Several tools are available for monitoring database activity and analyzing performance. Most of this chapter is devoted to describing PostgreSQL's statistics collector, but one should not neglect regular Unix monitoring programs such as ps and top. Also, once one has identified a poorly-performing query, further investigation may be needed using PostgreSQL's EXPLAIN command. Section 13.1 discusses EXPLAIN and other methods for understanding the behavior of an individual query.

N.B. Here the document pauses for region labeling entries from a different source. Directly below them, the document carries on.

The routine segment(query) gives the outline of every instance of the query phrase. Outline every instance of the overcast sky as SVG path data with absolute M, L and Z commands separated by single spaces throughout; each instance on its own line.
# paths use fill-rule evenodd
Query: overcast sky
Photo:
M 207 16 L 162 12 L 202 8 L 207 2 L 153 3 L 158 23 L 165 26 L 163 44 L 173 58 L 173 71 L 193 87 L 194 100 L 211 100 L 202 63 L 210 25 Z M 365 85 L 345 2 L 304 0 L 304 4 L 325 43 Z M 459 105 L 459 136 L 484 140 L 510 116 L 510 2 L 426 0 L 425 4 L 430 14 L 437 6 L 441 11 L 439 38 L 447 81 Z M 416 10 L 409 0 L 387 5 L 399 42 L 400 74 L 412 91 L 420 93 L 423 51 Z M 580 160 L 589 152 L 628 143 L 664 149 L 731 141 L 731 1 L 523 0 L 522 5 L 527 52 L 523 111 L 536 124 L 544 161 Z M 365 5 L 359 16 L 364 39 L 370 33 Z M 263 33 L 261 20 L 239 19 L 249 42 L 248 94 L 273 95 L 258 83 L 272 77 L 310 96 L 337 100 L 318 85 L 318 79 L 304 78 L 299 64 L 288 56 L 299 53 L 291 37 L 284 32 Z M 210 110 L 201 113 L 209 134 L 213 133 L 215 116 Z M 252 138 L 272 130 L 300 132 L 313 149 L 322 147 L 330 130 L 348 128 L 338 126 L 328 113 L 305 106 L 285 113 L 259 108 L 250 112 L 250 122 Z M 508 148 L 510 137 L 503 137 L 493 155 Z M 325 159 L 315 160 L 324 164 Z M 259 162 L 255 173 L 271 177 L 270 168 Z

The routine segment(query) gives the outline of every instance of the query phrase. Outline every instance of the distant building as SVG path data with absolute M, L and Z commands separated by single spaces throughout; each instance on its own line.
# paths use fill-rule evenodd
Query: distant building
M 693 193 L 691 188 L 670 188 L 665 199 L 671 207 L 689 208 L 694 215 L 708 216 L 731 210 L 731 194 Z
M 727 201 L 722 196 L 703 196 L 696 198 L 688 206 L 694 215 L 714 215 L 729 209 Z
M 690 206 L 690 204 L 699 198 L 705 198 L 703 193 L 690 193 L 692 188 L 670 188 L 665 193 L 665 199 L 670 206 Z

On most platforms, PostgreSQL modifies its command title as reported by ps, so that individual server processes can readily be identified. A sample display is
$ ps auxww | grep ^postgres postgres 960 0.0 1.1 6104 1480 pts/1 SN 13:17 0:00 postmaster -i postgres 963 0.0 1.1 7084 1472 pts/1 SN 13:17 0:00 postgres: stats buffer process postgres 965 0.0 1.1 6152 1512 pts/1 SN 13:17 0:00 postgres: stats collector process postgres 998 0.0 2.3 6532 2992 pts/1 SN 13:18 0:00 postgres: tgl runbug 127.0.0.1 idle postgres 1003 0.0 2.4 6532 3128 pts/1 SN 13:19 0:00 postgres: tgl regression [local] SELECT waiting postgres 1016 0.1 2.4 6532 3080 pts/1 SN 13:19 0:00 postgres: tgl regression [local] idle in transaction
(The appropriate invocation of ps varies across different platforms, as do the details of what is shown. This example is from a recent Linux system.) The first process listed here is the postmaster, the master server process. The command arguments shown for it are the same ones given when it was launched. The next two processes implement the statistics collector, which will be described in detail in the next section. (These will not be present if you have set the system not to start the statistics collector.) Each of the remaining processes is a server process handling one client connection. Each such process sets its command line display in the form
postgres: user database host activity
The user, database, and connection source host items remain the same for the life of the client connection, but the activity indicator changes. The activity may be idle (i.e., waiting for a client command), idle in transaction (waiting for client inside a BEGIN block), or a command type name such as SELECT. Also, waiting is attached if the server process is presently waiting on a lock held by another server process. In the above example we can infer that process 1003 is waiting for process 1016 to complete its transaction and thereby release some lock or other.
Tip: Solaris requires special handling. You must use /usr/ucb/ps, rather than /bin/ps. You also must use two w flags, not just one. In addition, your original invocation of the postmaster command must have a shorter ps status display than that provided by each server process. If you fail to do all three things, the ps output for each server process will be the original postmaster command line.